I am sorry that you are learning such hard lessons about trust, safer sex, etc. I understand that you and your boyfriend would feel very overwhelmed with all that is happening. First I would urge you and your boyfriend to be sure that the doctor you are seeing is very experienced in HIV care. The fact that your boyfriend probably became infected in Thailand may make a difference in possibilities of resistance or other characteristics of the virus.
The definition of when HIV infection becomes AIDS is set by criteria that have been studied and agreed upon by the Centers for Disease Control (CDC). The criteria are based on factors that can be tested, such as CD4 cell count or the presence of specific "opportunistic" infections. The determination that a persons HIV disease has passed into AIDS is not necessarily connected to how they feel. Although usually the fatigue, weight loss, and other symptoms are associated with the illnesses that are used to define AIDS, that is not always the case. A CD4 of 200 or less is one criteria for HIV to be classed as AIDS.

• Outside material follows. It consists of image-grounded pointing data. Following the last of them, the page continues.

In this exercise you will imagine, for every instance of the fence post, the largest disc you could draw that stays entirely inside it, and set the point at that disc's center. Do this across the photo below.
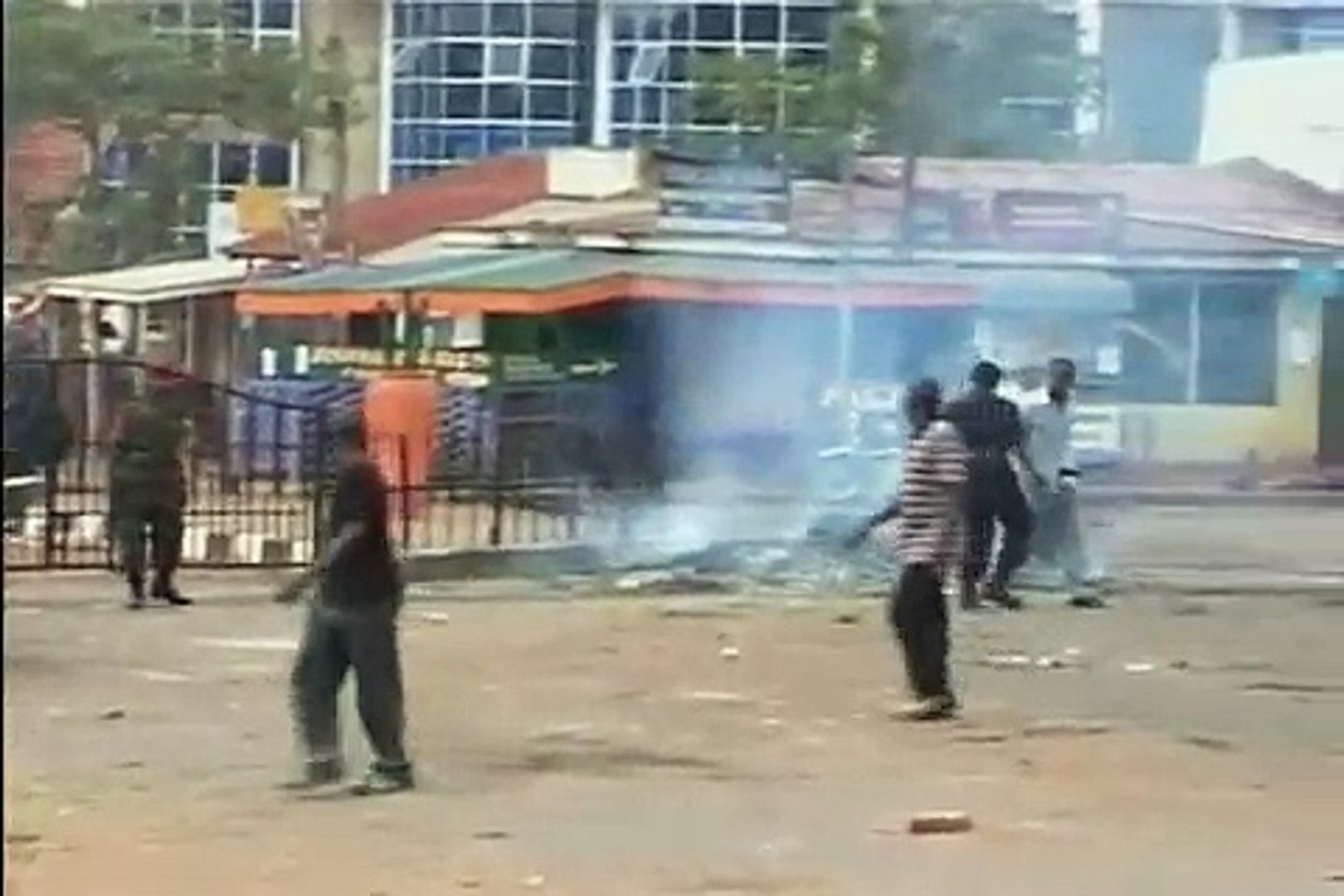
(321, 451)
(50, 486)
(403, 461)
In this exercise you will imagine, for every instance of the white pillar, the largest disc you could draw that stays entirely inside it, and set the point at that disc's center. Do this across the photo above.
(1229, 34)
(602, 77)
(386, 66)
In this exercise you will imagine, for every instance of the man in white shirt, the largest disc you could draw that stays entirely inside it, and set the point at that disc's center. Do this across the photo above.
(1058, 539)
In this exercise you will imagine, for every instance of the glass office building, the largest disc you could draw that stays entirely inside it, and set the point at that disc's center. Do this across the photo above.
(219, 168)
(472, 78)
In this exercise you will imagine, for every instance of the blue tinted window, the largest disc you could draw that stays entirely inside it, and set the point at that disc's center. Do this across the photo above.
(543, 137)
(277, 14)
(273, 164)
(500, 140)
(464, 143)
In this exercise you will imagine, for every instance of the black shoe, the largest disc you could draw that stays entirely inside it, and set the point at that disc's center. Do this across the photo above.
(169, 596)
(382, 781)
(318, 772)
(932, 709)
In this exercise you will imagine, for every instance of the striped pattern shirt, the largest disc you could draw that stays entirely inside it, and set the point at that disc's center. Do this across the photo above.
(929, 527)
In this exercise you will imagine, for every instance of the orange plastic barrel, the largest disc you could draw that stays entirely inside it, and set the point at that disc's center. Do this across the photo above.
(399, 416)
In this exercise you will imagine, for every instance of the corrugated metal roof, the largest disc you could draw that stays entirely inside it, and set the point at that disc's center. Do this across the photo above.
(149, 284)
(530, 269)
(416, 210)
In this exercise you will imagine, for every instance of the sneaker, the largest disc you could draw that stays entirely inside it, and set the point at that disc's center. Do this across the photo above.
(381, 782)
(318, 772)
(169, 596)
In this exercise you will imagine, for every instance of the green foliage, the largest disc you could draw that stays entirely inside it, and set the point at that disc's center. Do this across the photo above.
(916, 78)
(105, 73)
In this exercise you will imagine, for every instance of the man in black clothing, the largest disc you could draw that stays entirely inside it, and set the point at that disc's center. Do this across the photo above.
(353, 624)
(992, 430)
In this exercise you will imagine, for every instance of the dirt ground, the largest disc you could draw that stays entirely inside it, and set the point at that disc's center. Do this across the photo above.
(1187, 740)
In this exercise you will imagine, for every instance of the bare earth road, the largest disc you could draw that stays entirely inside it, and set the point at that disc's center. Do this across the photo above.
(1192, 742)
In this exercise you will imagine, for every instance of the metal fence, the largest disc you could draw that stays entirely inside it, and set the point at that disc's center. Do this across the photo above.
(258, 475)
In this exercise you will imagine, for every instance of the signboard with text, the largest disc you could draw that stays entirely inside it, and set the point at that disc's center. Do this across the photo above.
(698, 197)
(466, 368)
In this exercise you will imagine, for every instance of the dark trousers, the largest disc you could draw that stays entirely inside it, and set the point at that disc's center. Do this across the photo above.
(918, 614)
(334, 644)
(156, 527)
(993, 497)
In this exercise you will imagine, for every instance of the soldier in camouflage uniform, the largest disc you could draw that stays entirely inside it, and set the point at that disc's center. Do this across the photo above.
(149, 494)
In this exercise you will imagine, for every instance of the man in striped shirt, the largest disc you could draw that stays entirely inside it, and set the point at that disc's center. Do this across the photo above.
(926, 539)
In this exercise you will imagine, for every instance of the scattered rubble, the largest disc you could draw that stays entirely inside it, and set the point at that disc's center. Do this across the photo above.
(941, 822)
(1293, 688)
(1068, 728)
(1205, 742)
(976, 737)
(492, 833)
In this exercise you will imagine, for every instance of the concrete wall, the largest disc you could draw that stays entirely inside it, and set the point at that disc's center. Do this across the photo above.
(1285, 433)
(360, 27)
(1153, 63)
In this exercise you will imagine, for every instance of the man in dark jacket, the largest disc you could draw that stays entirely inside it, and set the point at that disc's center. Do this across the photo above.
(353, 625)
(992, 430)
(149, 494)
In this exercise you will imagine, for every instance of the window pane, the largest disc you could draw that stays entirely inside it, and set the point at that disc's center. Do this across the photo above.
(626, 26)
(714, 23)
(464, 143)
(550, 62)
(465, 60)
(650, 105)
(465, 19)
(622, 105)
(169, 15)
(810, 26)
(509, 21)
(438, 22)
(402, 101)
(273, 164)
(436, 101)
(401, 141)
(504, 101)
(1238, 342)
(761, 23)
(679, 26)
(543, 137)
(552, 21)
(238, 15)
(464, 101)
(1155, 349)
(505, 61)
(679, 65)
(548, 104)
(277, 14)
(234, 164)
(499, 140)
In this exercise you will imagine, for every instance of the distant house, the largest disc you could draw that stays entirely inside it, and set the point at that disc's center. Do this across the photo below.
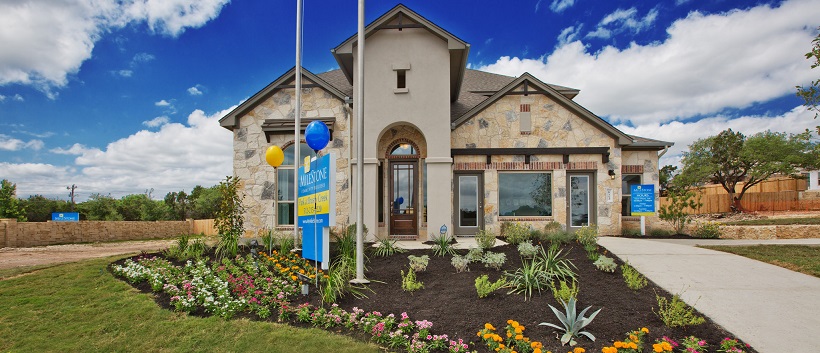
(444, 144)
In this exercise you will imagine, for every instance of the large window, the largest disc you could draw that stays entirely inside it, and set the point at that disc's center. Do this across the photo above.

I have had several patients with T cells lower than 20 who have no symptoms and who have told me they feel well and who have continued working in spite of having a very damaged immune system. The key is the immune system does not directly affect how we feel in terms of energy, muscle mass, etc. The immune system only comes into play when we are exposed to and can't fight back at infectious bacteria, viruses, or other germs that make us feel sick.
That is why HIV is such a sneaky or "silent" disease. Often effects aren't obvious until very late in the disease. So, yes it is possible for someone to live a perfectly healthy life with a CD4 count of 85.
The medications are usually very effective (if they are taken properly) in controlling the virus. The current medications that are available don't kill the virus, but mainly act like "birth control" to keep the virus from reproducing and infecting new cells. So, as the body makes new CD4 cells and the virus is controlled (and is not infecting those new CD4 cells), it is indeed possible to shoot the CD4 (or T cell) lymphocyte count well above 200.
An example is a patient of mine (I've been at this since 1985), a fellow who had a CD4 level of 3 in 1993 and suffered from several opportunistic infections before the 1996 combinations were available. He has since gone onto full combination treatment and his CD4 count went up over 400 and has stayed over 400. He gained back weight and a few years ago went back to work full-time!
So is it possible from having AIDS to go back to HIV? Not officially. That is, once a person has had enough immune damage or has experienced an opportunistic infection, their disease status is classed as AIDS. But, can a person get better and do well inspite of the disease classification? DEFINITELY!